Tutti scoppiarono a ridere al vedere la faccia dello stilista.
«Maledetti bastardi.» Contrasse la mascella, seccato per essere al centro del loro divertimento. «Ma è legale? Civilmente accettabile» Puntò il dito contro il gruppetto.
«Lo sentite?» Lo sbeffeggiò l’acconciatore. «Chi ha potere detta le regole e se il capo dice che è legale, allora lo è. Proprio tu non fare lezioni di coscienza, che hai fatto cose che farebbero arricciare il naso a un maiale: sappiamo i giochini che fai con le ragazze che vengono da te, specie le più giovani, di come ti piace seviziarle e farle urlare.» Si divertì nel vedere gli occhi dell’accusato restringersi. «E poi perché farsi degli scrupoli moralistici, quando pure il sacerdote ne fa uso.»
«Allora è tutto a posto.» Tagliò corto lo stilista per uscire dalla spinosa questione in cui rischiava di essere coinvolto.
L’avvicinarsi di un fitto vociare interruppe la discussione, portando l’attenzione dei quattro sul gruppo che si stava avvicinando al bar.
«Chissà perché i giovani devono sempre fare casino.» Brontolò lo spacciatore mescolando il mazzo di carte.
«Si vede che non ti ricordi più com’eri ai loro tempi.» Rimbrottò l’estetista.
«Smettetela di perdervi dietro le sciocchezze.» Li rimproverò l’acconciatore. «Avete visto chi è entrato?»
«Certamente.» Asserì lo spacciatore.
«E vi sembra decente? Una cosa da permettere?» S’accalorò lo stilista.
L’estetista scrollò le spalle. «Al bar ci possono andare tutti; non glielo si può certo impedire.»
«E invece si dovrebbe!» Lo stilista calò il pugno sul tavolo. «E’ un affronto per gente civile come noi! Ai poco di buono come quello là dovrebbero mettere delle limitazioni, impedire di andare dove gli pare e piace. La gente vuole rimanere tranquilla, non essere infastidita dalla loro spiacevole presenza!»
«Non hai tutti i torti.» Convenne lo spacciatore.
«Qui ci vuole una legge!» Lo stilista batté con forza il pugno sul tavolo. «Una legge che ci protegga e ci tuteli da persone spregevoli come quel ragazzo. Esseri come lui vanno sbattuti in cella!»

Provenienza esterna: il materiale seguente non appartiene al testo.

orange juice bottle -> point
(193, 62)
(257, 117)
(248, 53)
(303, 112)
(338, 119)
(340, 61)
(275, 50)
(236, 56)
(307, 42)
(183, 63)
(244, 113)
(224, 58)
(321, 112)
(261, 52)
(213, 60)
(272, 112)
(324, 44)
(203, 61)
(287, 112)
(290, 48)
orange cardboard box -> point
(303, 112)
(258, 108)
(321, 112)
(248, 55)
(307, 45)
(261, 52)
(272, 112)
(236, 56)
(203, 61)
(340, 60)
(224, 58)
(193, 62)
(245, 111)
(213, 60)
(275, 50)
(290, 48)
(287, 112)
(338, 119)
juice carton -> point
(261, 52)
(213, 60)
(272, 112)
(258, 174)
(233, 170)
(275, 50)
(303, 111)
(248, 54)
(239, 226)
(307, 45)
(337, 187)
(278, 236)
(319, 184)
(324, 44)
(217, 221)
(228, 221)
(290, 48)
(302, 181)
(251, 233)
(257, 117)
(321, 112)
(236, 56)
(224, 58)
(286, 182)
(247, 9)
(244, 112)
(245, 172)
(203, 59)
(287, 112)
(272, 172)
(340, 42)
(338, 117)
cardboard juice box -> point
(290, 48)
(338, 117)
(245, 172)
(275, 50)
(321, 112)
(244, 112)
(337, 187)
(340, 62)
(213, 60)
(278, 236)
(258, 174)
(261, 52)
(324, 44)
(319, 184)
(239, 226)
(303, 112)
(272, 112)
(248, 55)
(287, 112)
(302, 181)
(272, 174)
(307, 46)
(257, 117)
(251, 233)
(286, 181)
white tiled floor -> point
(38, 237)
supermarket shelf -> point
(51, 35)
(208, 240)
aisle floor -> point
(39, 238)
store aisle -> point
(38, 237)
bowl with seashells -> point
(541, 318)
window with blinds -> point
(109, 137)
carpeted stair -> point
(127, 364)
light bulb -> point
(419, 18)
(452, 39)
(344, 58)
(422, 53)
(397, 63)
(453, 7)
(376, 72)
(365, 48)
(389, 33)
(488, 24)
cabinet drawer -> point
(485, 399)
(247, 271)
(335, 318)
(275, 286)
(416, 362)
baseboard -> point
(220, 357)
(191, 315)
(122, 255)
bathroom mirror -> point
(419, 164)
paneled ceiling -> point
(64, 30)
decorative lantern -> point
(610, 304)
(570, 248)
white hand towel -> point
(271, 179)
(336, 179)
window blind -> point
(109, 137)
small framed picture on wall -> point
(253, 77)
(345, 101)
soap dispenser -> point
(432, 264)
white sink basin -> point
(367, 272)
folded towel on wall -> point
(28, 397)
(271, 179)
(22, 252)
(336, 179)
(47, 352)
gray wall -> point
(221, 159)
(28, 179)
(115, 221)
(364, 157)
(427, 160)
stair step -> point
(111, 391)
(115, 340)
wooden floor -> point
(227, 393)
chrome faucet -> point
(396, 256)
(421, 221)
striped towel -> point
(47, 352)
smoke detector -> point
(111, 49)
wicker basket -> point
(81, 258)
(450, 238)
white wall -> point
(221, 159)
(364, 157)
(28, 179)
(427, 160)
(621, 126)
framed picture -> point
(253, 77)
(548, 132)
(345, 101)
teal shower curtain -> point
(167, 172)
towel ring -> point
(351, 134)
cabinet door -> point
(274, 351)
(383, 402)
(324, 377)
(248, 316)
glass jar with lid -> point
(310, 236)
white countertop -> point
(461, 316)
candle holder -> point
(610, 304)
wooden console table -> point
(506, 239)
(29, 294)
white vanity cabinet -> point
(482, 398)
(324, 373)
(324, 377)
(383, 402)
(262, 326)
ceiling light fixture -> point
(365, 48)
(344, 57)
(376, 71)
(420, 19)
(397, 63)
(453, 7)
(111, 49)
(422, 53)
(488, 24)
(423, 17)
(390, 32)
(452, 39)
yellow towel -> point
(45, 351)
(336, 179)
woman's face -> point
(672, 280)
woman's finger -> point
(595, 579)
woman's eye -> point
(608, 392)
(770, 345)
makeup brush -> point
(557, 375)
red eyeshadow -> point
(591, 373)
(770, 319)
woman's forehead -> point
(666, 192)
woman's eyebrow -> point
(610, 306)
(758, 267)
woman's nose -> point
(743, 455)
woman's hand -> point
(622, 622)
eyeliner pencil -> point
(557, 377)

«Per quanto convenga con te, non gli si può fare nulla. Nel venire al bar non infrange alcuna legge.» Gli fece notare l’acconciatore.
«Ma ha la barba!» Sbottò lo stilista.
«E allora?» Fece l’estetista.
«Tutti quelli che portano la barba hanno qualcosa da nascondere.» Il fumo del sigaro turbinò nell’aria mentre la mano si muoveva a scatti. «E si ha qualcosa da nascondere solo se si è dei poco di buono, dei delinquenti.» L’arringa s’alzò di tono. «Il suo vestiario: solo un mascalzone, un uomo che vive nella malavita, può andare in giro vestito con degli stracci. Lui è un criminale e il suo posto è in prigione.»
«Finché non commette un crimine, non può esservi rinchiuso.»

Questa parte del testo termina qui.